Cyber ​​Security Today, June 10, 2022 – Emotet botnet is spreading

Emotet botnet spreading, fake Facebook scam and more.

Welcome to Cyber ​​Security Today. Today is Friday, June 10, 2022. I’m Howard Solomon, contributing cybersecurity reporter for ITWorldCanada.com.

IT and security officials are notified that the botnet distributing the Emotet malware is back. After its infrastructure was dismantled more than a year ago by a certain number of organizations responsible for the application of the law, it remained silent for a while. But according to the researchers of Deep Instinct, a risen emotet package appeared at the end of last year, with massive phishing campaigns targeting Japanese companies in February and March. Researchers are now reporting that new phishing campaigns have recently started spreading Emotet to more regions. Employees should be warned to watch for emails containing alleged Microsoft Excel spreadsheets or Office documents. Attachments are infected. These messages can appear in the middle of email conversations with people whose email has been hacked. But because the sender’s email is one the victim knows, it looks legitimate.

that Atlassian is urgent administrators to quickly install a security patch to close a vulnerability in its Confluence Server and Data Center applications. It didn’t take long for threat actors to search for flaws. Security researchers from Lacework Labs said this week that Kinsing and Hezb malware added ways to exploit this flaw. The same goes for the Dark.IoT botnet. The warning has been issued and administrators have no excuse for not fixing this vulnerability by now.

About 1 million Facebook users recently had their usernames and passwords stolen by logging into fake Facebook pages. According to security researchers at a firm called Pixm, victims get messages with a video link on Facebook Messenger from the hacked accounts of people they know. As a result, they trust the message and are ready to click on the link. This takes them to what looks like a Facebook verification login page. In fact, it is a scam to copy their credentials. After logging in, victims are redirected to a webpage that contains advertisements. Besides stealing passwords, the scammer also gets paid for the number of people who see the ads. The scam works because it bypasses Facebook’s security checks. The best way to protect yourself against this type of scam is to sign up for Facebook’s multi-factor authentication protection service. But also, whenever you link to a page, check the URL at the top and make sure it’s the real thing. It’s hard to do on a mobile device, so think carefully if you’re on a smartphone, click on an email or text link and get to a login page.

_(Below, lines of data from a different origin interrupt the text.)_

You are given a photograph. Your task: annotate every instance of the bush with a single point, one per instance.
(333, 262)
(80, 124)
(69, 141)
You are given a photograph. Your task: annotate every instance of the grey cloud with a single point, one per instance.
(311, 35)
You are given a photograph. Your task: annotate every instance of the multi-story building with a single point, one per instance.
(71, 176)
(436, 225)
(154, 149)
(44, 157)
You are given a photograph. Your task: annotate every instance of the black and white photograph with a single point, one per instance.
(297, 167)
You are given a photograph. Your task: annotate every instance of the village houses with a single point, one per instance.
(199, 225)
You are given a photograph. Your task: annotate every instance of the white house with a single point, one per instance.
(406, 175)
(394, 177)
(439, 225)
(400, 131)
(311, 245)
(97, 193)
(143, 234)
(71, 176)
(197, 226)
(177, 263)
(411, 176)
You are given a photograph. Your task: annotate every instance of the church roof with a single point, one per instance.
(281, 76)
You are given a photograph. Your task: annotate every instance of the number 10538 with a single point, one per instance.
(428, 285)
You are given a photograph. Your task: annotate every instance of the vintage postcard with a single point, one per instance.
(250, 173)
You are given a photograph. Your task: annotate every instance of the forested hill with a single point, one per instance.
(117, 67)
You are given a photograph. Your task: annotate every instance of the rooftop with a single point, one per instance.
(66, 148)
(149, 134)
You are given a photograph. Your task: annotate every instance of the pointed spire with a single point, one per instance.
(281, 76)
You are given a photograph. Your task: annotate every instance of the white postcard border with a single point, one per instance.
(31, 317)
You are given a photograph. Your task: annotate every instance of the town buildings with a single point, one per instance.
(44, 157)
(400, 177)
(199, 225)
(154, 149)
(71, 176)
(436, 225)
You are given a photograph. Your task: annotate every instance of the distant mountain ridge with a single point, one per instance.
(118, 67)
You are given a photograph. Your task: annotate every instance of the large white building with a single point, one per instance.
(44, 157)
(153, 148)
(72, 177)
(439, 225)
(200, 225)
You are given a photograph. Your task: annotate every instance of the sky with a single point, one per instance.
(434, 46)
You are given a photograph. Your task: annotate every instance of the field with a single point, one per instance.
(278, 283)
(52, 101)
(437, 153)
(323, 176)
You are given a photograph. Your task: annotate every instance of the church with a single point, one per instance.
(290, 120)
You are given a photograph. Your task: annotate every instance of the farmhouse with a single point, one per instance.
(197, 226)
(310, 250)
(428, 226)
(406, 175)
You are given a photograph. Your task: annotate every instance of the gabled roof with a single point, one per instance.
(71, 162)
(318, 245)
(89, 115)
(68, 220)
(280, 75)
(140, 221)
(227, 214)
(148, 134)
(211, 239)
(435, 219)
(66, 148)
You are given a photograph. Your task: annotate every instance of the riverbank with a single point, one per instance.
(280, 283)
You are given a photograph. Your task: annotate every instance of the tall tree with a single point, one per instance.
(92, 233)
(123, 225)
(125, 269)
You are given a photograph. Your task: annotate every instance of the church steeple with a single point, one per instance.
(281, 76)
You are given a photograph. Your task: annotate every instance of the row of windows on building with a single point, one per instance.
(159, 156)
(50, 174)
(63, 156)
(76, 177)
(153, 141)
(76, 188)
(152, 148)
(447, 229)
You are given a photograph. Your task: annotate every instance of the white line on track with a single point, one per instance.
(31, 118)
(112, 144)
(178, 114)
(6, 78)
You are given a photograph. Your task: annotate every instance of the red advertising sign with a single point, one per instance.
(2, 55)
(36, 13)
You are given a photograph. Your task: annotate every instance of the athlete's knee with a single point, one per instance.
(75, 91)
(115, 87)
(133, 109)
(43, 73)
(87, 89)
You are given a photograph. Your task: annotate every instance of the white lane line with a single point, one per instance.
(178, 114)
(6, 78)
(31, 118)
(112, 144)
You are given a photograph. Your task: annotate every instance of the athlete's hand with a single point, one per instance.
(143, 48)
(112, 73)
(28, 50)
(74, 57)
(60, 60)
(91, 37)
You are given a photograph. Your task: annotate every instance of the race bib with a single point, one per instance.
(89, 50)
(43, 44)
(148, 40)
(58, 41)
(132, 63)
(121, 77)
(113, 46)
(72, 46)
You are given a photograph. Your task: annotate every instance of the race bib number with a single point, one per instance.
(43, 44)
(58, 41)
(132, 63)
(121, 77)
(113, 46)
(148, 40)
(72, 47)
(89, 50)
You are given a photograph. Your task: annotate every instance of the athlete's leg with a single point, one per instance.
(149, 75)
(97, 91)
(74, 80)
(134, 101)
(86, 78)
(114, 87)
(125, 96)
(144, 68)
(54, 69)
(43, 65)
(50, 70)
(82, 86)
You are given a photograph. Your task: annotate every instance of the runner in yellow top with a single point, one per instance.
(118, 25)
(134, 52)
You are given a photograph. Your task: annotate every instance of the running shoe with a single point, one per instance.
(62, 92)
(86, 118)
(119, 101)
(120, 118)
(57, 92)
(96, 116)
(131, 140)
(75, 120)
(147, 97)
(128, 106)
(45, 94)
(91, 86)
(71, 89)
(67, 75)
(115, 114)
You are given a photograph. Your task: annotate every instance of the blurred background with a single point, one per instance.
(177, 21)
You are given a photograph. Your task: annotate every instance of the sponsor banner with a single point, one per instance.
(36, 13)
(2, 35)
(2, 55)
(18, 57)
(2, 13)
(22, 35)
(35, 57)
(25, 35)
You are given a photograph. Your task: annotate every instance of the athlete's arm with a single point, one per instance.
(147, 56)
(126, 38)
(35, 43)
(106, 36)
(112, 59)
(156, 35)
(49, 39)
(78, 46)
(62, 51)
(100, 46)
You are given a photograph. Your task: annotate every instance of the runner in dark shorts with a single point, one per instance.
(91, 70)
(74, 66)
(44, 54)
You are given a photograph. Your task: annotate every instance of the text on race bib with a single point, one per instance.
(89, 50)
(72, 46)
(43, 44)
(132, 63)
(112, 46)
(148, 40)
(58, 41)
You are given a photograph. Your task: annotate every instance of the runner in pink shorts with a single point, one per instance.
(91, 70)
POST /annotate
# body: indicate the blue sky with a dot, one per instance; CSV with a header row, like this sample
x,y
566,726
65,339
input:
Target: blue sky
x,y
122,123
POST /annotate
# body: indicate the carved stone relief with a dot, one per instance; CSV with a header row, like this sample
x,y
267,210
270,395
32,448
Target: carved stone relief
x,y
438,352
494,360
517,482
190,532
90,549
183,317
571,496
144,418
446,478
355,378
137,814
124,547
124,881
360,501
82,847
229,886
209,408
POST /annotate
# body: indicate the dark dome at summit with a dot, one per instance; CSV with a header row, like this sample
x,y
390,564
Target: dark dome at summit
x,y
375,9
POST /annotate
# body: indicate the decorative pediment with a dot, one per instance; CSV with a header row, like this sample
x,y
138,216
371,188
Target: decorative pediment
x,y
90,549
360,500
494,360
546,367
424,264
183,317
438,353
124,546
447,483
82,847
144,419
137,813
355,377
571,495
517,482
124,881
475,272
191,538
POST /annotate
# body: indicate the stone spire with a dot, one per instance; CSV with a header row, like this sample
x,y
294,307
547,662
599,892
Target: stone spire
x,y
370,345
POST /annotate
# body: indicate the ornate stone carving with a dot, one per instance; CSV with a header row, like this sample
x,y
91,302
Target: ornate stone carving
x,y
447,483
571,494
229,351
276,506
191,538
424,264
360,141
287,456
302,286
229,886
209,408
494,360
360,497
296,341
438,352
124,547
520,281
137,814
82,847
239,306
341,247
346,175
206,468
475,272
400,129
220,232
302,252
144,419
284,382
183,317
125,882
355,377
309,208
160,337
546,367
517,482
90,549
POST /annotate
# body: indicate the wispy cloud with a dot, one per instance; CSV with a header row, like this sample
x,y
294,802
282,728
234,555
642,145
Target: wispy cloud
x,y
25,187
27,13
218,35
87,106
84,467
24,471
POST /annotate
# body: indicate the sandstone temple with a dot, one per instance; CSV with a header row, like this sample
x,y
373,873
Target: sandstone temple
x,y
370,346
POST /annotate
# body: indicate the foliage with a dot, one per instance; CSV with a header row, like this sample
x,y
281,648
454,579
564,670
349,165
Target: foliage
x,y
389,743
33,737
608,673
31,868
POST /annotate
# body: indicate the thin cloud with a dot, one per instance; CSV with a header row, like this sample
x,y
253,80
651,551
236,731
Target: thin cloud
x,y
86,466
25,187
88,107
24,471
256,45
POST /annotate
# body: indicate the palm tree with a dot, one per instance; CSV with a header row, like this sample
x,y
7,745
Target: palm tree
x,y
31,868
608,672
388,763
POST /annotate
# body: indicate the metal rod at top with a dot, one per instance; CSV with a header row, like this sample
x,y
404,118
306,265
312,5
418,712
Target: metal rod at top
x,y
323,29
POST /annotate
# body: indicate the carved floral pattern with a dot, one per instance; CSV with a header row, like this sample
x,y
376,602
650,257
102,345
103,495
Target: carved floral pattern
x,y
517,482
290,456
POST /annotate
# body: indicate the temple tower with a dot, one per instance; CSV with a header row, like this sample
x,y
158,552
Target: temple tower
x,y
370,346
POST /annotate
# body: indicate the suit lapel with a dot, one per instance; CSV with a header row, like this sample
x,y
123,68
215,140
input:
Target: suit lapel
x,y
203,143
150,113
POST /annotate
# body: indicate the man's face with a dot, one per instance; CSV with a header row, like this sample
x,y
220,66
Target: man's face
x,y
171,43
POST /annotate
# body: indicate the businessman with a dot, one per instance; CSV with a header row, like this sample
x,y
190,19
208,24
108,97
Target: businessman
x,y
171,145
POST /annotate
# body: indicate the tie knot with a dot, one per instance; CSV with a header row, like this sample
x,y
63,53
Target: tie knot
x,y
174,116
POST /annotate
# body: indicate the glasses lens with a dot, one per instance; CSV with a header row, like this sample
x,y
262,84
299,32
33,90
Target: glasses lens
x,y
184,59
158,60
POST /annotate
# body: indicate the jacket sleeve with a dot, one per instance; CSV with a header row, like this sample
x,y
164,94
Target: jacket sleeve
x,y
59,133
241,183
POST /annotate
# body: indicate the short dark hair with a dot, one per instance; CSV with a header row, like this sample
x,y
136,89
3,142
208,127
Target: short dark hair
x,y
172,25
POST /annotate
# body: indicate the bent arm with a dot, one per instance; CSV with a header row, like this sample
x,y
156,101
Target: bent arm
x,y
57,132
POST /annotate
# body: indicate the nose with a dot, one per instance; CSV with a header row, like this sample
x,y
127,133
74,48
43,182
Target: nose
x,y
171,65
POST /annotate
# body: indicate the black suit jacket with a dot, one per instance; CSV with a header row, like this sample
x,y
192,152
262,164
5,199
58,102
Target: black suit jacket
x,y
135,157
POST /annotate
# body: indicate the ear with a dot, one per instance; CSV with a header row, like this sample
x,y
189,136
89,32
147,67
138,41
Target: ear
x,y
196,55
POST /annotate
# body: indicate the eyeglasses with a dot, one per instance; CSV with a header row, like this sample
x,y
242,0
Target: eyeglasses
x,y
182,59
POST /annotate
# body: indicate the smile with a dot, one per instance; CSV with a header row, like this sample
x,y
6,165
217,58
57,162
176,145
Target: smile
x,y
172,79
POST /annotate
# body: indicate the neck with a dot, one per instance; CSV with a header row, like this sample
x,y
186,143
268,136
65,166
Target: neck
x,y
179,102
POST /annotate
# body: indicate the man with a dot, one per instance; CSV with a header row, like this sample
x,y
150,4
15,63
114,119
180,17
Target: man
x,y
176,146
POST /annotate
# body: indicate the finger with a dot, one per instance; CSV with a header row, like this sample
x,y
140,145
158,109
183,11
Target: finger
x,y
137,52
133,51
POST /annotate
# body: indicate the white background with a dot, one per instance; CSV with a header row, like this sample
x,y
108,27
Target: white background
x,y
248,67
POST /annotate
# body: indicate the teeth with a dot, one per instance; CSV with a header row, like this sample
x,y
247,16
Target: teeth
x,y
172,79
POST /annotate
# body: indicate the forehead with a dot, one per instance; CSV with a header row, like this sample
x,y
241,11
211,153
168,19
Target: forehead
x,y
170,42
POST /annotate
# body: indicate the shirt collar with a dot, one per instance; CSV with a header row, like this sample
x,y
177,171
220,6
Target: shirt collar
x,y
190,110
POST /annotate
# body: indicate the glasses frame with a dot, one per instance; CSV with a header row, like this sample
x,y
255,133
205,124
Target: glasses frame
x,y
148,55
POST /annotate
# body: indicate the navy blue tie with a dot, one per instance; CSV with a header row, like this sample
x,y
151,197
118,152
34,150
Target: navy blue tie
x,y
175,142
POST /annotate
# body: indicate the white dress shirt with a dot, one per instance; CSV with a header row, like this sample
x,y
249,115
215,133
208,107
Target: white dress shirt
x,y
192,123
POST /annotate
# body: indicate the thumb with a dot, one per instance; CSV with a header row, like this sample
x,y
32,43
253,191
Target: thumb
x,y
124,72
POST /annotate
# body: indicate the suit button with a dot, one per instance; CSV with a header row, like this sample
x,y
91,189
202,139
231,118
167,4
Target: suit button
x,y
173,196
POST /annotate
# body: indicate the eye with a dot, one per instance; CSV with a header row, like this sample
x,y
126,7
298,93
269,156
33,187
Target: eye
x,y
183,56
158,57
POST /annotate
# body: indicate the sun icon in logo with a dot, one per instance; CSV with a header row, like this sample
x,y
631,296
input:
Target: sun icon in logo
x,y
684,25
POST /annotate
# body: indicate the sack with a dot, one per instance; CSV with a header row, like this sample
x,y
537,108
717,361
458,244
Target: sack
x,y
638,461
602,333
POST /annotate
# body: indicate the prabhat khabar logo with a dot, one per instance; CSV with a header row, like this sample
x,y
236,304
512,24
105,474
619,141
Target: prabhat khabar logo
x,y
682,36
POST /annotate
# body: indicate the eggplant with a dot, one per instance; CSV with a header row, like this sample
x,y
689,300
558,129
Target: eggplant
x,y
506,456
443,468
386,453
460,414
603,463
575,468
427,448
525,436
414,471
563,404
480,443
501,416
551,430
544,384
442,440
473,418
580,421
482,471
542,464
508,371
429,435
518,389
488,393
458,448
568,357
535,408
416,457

There is another warning about the dangers of downloading free versions of software you’re supposed to pay for. It comes from researchers at Avast who note these so-called free applications come with an unannounced gift — malware that infects victims’ computers. Some steal data. Others steal the cryptocurrency the victims have. Avast estimated in a recent campaign that a malicious actor collected $50,000 in cryptocurrency in a month. Victims are tempted by offers of free versions of well-known software such as Microsoft Office, Movavi Video Editor and other games, office programs or media downloader applications.

That’s it for this morning. But remember later today, the Week in Review edition will be available. My guest will be Terry Cutler from the Montreal Cyology Laboratory. We will discuss the LockBit ransomware gang’s claim that they have data from security provider Mandiant for sale.

Links to podcast story details are in the text version on ITWorldCanada.com. This is where you will also find other stories of mine.